Over the past 20 years or so OO has dominated the landscape and rightly so. It provides structure and a simplified way of organising your code. OO design patterns such as MVC are going nowhere. But today with live in a world with events, mobile phones trigger events, more intricate interaction with UIs and apps all trigger a vast amount of events and traditional OO doesn’t embrace this style of interaction as well. Instead functional programming copes better. http://www.ibm.com/developerworks/library/j-ft20/.The ability to add a load of functions that are triggered on events and then call another function which returns a function that can then be use as an argument for another function, allows for more dynamic, flexible programming. I am not saying this is the end of OO by any means, but rather functional programming is seems to be a better fit for many programming challenges.

Now you ask how does this all fit in to Clojure.

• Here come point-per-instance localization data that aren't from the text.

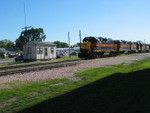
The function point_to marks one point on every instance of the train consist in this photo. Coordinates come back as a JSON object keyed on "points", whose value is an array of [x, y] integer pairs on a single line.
{"points": [[93, 47]]}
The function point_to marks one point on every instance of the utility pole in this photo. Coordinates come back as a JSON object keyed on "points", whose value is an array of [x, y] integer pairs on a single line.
{"points": [[69, 44], [26, 27], [80, 38]]}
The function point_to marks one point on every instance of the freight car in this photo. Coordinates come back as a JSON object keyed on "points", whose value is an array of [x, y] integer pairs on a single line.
{"points": [[94, 47]]}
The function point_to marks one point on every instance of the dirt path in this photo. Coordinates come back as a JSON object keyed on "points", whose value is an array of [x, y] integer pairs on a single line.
{"points": [[68, 72]]}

Clojure has an amazing ability to deal with data, since in essence everything in Clojure is data it become very easy to handle and manipulate data. For example a set of functions used to manipulate data structures work the same on all data structures, so you can transform data from one structure to another and still apply the same functions. This is essence is perfect for Big Data as the data mined by companies can come is all sort of formats and structures. Most instances they may be totally unstructured.

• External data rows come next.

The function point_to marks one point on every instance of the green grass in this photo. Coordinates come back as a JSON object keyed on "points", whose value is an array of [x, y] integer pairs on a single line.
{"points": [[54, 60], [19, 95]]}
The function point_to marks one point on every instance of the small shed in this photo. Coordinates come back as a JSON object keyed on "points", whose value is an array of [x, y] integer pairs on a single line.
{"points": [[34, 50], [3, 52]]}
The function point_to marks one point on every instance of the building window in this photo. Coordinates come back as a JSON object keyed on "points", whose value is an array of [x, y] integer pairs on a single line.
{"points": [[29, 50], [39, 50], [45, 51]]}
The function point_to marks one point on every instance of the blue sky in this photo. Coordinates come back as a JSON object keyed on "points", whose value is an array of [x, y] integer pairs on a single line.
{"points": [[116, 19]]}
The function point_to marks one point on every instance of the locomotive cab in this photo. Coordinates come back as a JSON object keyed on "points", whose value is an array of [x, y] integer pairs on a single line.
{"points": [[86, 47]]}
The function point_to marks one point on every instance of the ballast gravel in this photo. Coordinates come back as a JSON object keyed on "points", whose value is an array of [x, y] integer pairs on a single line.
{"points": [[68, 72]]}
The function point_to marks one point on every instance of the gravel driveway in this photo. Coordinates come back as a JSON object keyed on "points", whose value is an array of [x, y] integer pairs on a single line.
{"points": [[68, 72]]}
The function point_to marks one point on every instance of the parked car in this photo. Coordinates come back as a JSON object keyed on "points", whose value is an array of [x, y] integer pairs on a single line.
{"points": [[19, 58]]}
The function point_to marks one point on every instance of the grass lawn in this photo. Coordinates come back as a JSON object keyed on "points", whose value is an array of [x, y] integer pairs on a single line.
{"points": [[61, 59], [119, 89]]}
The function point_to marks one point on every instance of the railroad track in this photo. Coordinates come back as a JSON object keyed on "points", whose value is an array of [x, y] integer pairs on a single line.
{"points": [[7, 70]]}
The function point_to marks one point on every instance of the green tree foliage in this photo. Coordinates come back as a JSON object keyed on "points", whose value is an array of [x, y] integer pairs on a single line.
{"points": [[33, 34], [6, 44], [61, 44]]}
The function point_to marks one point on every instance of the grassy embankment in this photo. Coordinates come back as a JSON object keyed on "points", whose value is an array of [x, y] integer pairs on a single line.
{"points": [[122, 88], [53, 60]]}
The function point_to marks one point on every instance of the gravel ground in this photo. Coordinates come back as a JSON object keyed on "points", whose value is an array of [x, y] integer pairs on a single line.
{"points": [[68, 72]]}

Traditional languages use mutable data, meaning you change the state of data in objects. Clojure uses immutable data structures, meaning you create a copy of the object and then make the change to the spefic data leaving the rest of the object the same. For example if you had an object Person which had data name you would, with mutable data structures, setName and the object state would now be changed. In Clojure you would make a “copy” of the object and then change the data in the new object leaving any other attribute the same. Of course now you would have a problem since you have two copies of the object Person which takes up a lot of memory if you were to create thousands of changes, so Clojure deals with this using a GitHub version control style system for tracking changes. So it’s not that the Person object is copied when changes are made but rather a track of the changes are made which can be accessed as a object.

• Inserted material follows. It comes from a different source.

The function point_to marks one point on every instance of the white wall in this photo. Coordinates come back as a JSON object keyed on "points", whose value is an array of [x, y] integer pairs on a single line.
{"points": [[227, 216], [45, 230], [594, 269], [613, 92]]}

Clojure has a strong infrastructure for multi threaded programming. Like I said before the world we live in is strongly moving to distributed processing and multi-core processors. Clojure provides a perfect way in handling this not only in its multi threaded programming but also with the immutable data structures we talked about above. The problems arises with tracking data that is changed when streamed across different threads. If the object Person is accessed across 12 different threads and is changed the handling of that change can become very difficult when multiple threads are trying to access/set the same data. With immutable data types a tracked copy is made which can be accessed without the problem of collisions through accessing or setting data at the same time. Think of it much like a group of people modifying an excel spreadsheet at the same time.

Clojure is a functional language which provides many fun advantages to coding namely the dynamic, expressive nature of writing code. Yet Clojure has is that it still access to the full Java library because Clojure runs on the JVM. This means Clojure has the best of both worlds being fun, expressive syntax with the solid backing of a language like Java.

I probably haven’t covered all the advantages of this new language and I certainly haven’t covered the know dis-advantages but I have explained some of the pro’s that considering where things are going, are hard to argue against.